An update on this story. “NY man sentenced to 13 years in terrorism case,” by Edith Honan for Reuters:
NEW YORK (Reuters) – A Brooklyn bookstore owner who pleaded guilty to conspiring to transfer funds to militant groups in Afghanistan and Chechnya was sentenced on Monday to 13 years in prison.
Abdulrahman Farhane, 52, was sentenced in Manhattan federal court after pleading guilty in November to one count of conspiring to launder money and one count of lying to federal agents.
During the sentencing, prosecutors said after the September 11 attacks Farhane met frequently with Mohamed Alanssi, an FBI informant, and the two discussed sending money to jihadists.

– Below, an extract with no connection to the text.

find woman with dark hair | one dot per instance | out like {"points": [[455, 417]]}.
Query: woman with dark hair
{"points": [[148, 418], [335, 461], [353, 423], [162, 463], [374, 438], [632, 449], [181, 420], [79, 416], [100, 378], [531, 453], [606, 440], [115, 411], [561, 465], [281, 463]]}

Farhane was part of a larger case that accused four men with conspiring to provide material support to groups the United States says are involved in terrorist activities, all of which depended on Alanssi’s testimony.
Alanssi’s credibility was later called into question by defense attorneys when, in 2004, he attempted suicide by setting himself on fire in front of the White House in protest against his treatment by the FBI.
Two others — Tariq Ibn Osman Shah, a New York City jazz musician and martial arts instructor, and Mahmud Faruq Brent, a Maryland taxi driver — also pleaded guilty but have not yet been sentenced.
The fourth defendant, Rafiq Sabir, a doctor from Boca Raton, Florida, is scheduled to go on trial later this month.
Prosecutors said that Farhane, who moved to America from Morocco in 1987, stocked his store with anti-American books and that his address book read like “a Who’s Who of terrorist financiers in the United States.”
Two of Farhane’s children, who spoke with reporters after the sentencing, said that Farhane had been manipulated by Alanssi.
“Yes, he pleaded guilty because that was the only way out,” said his daughter, Asmaa Farhane.
They said that Farhane was an especially vulnerable target for federal investigators because he speaks little English and suffers from depression and what they described as “mental illness.”